XI. Endovenous ablation session

Download this issue Back to summary

XI. Endovenous ablation session

Results of randomized control clinical trial of energy settings in endovenous laser ablation
Denis Borsuk (Russia)
In a previous study, it was demonstrated that, in endovenous laser ablation for chronic venous disease treatment, using the same linear endovenous energy density with a different power setting is associated with significantly different effects on vein wall damage and tissue depth penetration. The aim of this investigation was to analyze three energy settings for clinical effects in terms of vessel recanalization and procedural pain. Patients with chronic venous disease (C2EpAsPr) were randomized for endovenous laser ablation (n=154) at 5 W (50 patients), 7 W (57 patients), and 10 W (47 patients). All the procedures were performed at 70 J/cm. Pain was evaluated by using a visual analog scale at 1 day, 1 week, and 2 months after endovenous laser ablation. Recanalization was assessed at 6 months. Pain at day 1 was rated as 0 (1 quartile 0; 3 quartile 1) in the 5 W group, 0 (1 quartile 0; 3 quartile 1) in the 7 W group, and 0.5 (1 quartile 0; 3 quartile 2) (P=0.355) in the 10 W group. Administration of painkillers showed no difference between the three groups (X2=0.236; P=0.889). No difference was reported in pain at 1 week and 2 months (1 week, P=0.317; 2 months; P=0.569). No great saphenous vein recanalization was reported at 6 months in all patients. Endovenous laser ablation at different power settings with the same linear endovenous energy density does not present significant differences in terms of pain and recanalization, despite the previously demonstrated difference in vein wall damage.

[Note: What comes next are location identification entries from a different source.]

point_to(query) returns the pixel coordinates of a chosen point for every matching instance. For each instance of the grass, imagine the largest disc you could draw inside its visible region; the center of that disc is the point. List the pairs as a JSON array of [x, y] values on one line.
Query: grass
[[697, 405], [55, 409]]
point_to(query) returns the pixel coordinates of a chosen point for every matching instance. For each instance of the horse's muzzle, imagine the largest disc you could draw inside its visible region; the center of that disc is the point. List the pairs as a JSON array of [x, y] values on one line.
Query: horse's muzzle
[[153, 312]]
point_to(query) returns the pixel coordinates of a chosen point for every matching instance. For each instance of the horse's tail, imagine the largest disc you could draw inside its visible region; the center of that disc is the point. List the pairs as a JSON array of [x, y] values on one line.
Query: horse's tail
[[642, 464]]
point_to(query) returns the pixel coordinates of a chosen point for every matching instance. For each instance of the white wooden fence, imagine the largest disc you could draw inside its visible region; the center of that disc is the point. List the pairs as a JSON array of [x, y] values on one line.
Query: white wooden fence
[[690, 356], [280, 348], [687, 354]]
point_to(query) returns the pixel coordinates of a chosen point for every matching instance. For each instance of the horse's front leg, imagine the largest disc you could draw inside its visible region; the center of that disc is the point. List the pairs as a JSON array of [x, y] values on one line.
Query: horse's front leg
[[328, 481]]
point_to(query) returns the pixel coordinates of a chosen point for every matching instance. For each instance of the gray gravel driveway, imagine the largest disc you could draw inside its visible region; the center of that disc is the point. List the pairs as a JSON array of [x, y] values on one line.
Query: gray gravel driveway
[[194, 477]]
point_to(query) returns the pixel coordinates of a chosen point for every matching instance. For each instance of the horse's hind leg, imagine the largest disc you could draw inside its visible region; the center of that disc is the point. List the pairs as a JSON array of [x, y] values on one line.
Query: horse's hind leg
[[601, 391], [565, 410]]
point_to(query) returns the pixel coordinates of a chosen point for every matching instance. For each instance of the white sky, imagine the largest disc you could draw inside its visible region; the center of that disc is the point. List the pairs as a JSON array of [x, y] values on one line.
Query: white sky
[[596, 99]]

A randomized clinical study of radiofrequency ablation versus 1470nm laser for great saphenous vein reflux
Christos Karathanos (Greece)
Most studies have compared radiofrequency ablation with a previous generation of laser technology. Our aim was to compare the outcome of radiofrequency ablation and endovenous laser ablation with the new-generation 1470-nm laser for the treatment of great saphenous vein reflux. Consecutive patients with great saphenous vein reflux were randomized to radiofrequency ablation (VNUS ClosureFAST TM) or endovenous laser ablation with a 1470-nm fiber (radial [ELVes®] or linear [VenaCure]) at a single academic center. Data on clinical classification (CEAP), 10-cm visual analog scale (VAS) for pain, venous clinical severity score (VCSS), and chronic venous insufficiency quality-of-life questionnaire (CIVIQ) were recorded. Assessment visits were performed at 7 days, 30 days, and 1 year postablation, including clinical examination and duplex scan. The primary outcome was anatomic success, defined as the absence of reflux or recanalization of the great saphenous vein. The secondary outcomes were procedure related complications (thrombotic complications, ecchymosis, tenderness), postoperative pain using the VAS scale, and improvement in VCSS and CIVIQ scores.

The study randomized 135 patients to radiofrequency ablation (group I; n=45), endovenous laser ablation with a 1470-nm radial fiber (group II; n=45), and endovenous laser ablation with a 1479-nm linear fiber (group III; n=45). Patient demographics, CEAP classification, mean linear endovenous energy density, average vein diameter, and length of ablated vein were comparable between the three groups. No major complications were observed postoperatively. Endothermal heat-induced thrombosis was observed in 2 patients in group I, 1 patient in group II, and 2 patients in group III (4.4% vs 2.2% vs 4.4%, respectively; P>0.5). Minor complications, such as ecchymosis and tenderness, were similar in all groups at all visits. The great saphenous vein occlusion rate at 12 months was 93% in group I, 93% in group II, and 95% in group III (P>0.5). During follow-up, all patients showed a significant improvement in all domains compared with the postoperative assessment (P<0.05). The VCSS improved more in group II at 1 week (P=0.02). The CIVIQ pain score improved more at 7 and 30 days after treatment. Endothermal venous ablation using the radiofrequency ablation and 1470-nm radial or linear fiber laser are equally effective and safe modalities for the treatment of great saphenous vein reflux. Endovenous laser ablation with the 1470-nm radial fiber showed better outcomes in terms of early postoperative VCSS and pain CIVIQ scores. However, clinical and quality of life improvements were similar after 30 days in all groups during the first postoperative year.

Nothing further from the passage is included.